Running out of storage space even after deleting stuff

Status
Not open for further replies.

onlineforums

Explorer
Joined
Oct 1, 2017
Messages
56
I have an ix systems built freenas mini, purchased on amazon. It is running Freenas 9.10.2-U1. I have eight 4TB WDC HDD in it.

I originally created one volume. Let's just call it VOLUME01. I then created one dataset to it.
When I click on Storage -> Volumes it looks like this:

Code:
VOLUME01
	-VOLUME01  (child of "VOLUME01")
		 -IN  (child of the "VOLUME01" child) this I believe is the only dataset


The idea behind this was the "IN" child dataset would be for the inbound data that comes in for backing up a remote server. It uses rsync to get the remote server data and compare it to the IN directory and make appropriate changes to IN to sync the remote server directory.

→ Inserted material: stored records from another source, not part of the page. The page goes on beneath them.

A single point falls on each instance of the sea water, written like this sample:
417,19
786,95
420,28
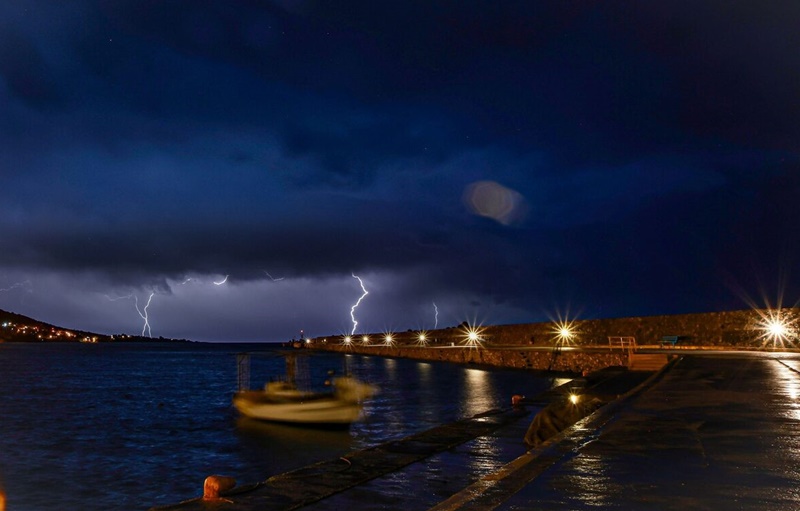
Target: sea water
131,426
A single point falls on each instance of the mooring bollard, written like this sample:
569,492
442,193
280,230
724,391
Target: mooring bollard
214,485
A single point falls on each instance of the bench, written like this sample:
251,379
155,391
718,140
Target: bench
669,339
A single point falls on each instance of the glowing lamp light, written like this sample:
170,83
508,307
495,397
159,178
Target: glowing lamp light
776,328
473,336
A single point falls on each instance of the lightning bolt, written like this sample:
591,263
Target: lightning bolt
355,306
143,313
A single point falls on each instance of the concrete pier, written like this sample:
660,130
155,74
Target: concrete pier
714,430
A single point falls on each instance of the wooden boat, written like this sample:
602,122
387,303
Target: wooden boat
283,401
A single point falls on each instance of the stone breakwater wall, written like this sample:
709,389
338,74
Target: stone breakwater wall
734,329
569,362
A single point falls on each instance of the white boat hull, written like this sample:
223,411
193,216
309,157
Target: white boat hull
280,402
331,410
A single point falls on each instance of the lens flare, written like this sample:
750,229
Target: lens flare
564,330
472,335
776,327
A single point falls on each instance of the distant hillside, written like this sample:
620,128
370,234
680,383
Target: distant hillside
18,328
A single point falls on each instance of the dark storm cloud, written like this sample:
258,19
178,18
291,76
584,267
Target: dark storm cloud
651,150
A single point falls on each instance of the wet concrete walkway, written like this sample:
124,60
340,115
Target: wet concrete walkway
713,432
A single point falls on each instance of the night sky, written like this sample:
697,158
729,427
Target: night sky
495,162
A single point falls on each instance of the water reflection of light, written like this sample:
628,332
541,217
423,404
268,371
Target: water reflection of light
484,455
788,385
557,382
590,483
479,392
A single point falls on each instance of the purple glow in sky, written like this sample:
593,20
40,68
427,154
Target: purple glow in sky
500,161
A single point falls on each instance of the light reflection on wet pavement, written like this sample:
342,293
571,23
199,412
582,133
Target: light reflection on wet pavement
426,483
717,432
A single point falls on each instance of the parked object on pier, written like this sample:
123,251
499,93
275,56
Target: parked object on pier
283,401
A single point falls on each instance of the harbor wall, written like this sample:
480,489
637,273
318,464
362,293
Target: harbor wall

Then every evening the IN directory gets copied into the /mnt/VOLUME01/backup/<date> folder. So if I go to the /backup/ folder it will list every single day for the past several months. The IN folder is always up to date. Yes, there is a TON of duplicate data but I'm a newbie and didn't trust the deduplication feature since I have a rotation script to delete old /backup/<date> folders about 2 months out figuring that I could endlessly do full directory backups without worry about 95%+ of the data being duplicated.

I then have snap shots setup for the IN folder to run every day and retain for 2 months.

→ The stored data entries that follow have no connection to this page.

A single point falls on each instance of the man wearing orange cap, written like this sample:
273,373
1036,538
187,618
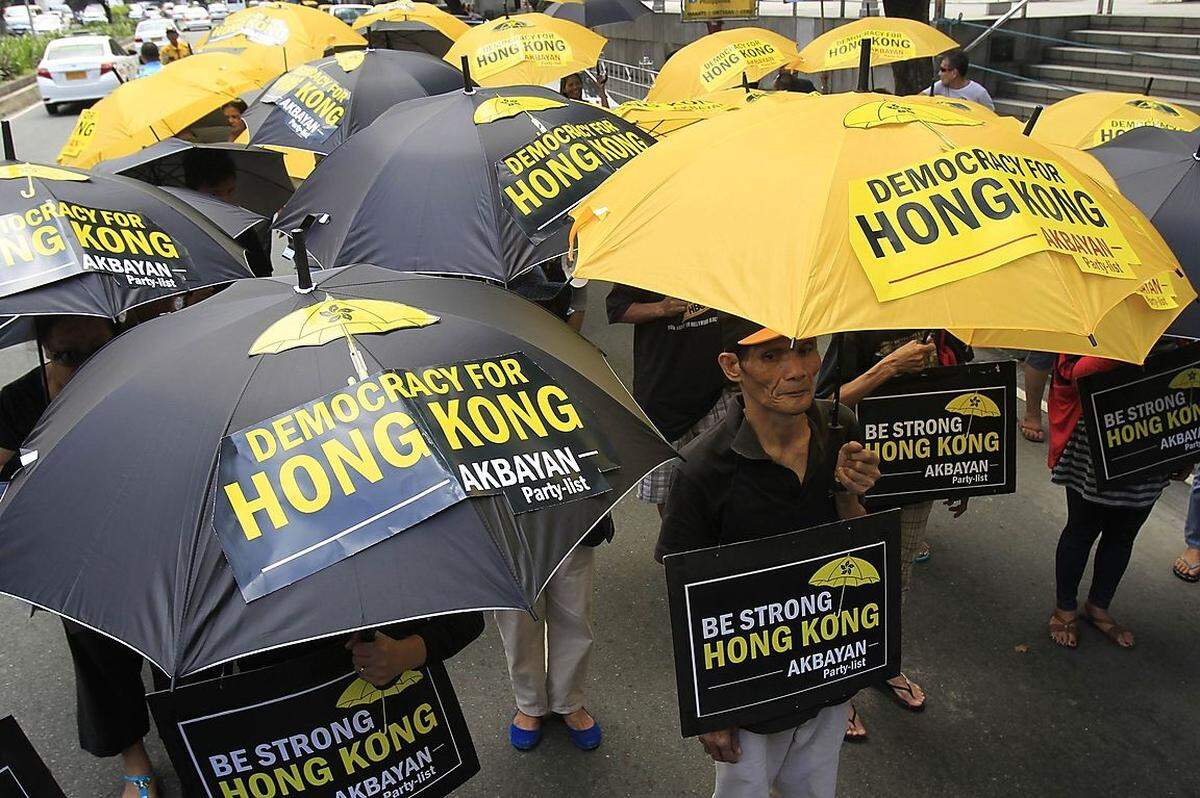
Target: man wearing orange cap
775,465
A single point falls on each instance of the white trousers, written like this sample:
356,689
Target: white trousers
798,762
549,658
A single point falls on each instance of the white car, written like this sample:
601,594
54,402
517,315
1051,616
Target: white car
153,30
94,13
76,69
19,19
49,23
196,18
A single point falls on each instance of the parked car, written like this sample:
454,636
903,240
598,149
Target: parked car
94,13
77,69
19,19
153,30
49,23
349,12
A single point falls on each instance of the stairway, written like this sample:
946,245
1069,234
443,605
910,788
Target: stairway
1138,49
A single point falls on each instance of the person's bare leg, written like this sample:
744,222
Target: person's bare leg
136,762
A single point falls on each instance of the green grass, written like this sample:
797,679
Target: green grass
19,54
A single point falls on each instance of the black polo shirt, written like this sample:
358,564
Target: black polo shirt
727,491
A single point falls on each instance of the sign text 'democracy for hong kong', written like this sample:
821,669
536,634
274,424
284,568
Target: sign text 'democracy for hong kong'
545,179
324,480
312,729
945,432
773,627
973,209
1144,419
505,426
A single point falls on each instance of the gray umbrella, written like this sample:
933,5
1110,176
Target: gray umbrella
1158,171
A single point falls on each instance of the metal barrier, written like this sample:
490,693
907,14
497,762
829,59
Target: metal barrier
628,81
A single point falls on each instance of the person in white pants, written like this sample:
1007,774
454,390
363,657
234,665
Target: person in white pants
549,655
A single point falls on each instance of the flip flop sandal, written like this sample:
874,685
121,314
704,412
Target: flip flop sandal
1189,573
893,690
141,783
851,721
1109,629
1059,627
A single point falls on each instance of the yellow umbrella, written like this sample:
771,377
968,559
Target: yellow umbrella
915,217
845,571
276,36
718,60
414,11
149,109
1090,119
893,39
973,403
318,324
527,49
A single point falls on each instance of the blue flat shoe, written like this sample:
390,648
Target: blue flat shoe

When I look at snap shots all of them have "0" for usage and between 190gb to 210gb for refer. There are around 175 of these line items in the snap shots section.

My concern is that I received an email saying disk space was 95% usage. I then deleted around 20 backups dated folders and every few I would get an email saying 94% usage, 93% usage, 92%, 91%, etc and then I stopped receiving the emails because I wasn't using more than 90% of disk usage.

Fast forward 24 hours and I get several emails in a matter of minutes saying 91% usage, 92% usage, 93% usage, 94% usage, 95% usage! Back to where I was, even though there was maybe only 50mb of new data in the IN folder (dataset)

So i'm a bit confused. I thought maybe that the snap shots are actually each using 200GB (and there are about 3 a day even though the IN folder is only 250GB total).

I'm just lost on where the data is hiding. When I run a DF -h I get
VOLUME01 97% usage
VOLUME01/IN at 40% usage (220gb out of 567gb)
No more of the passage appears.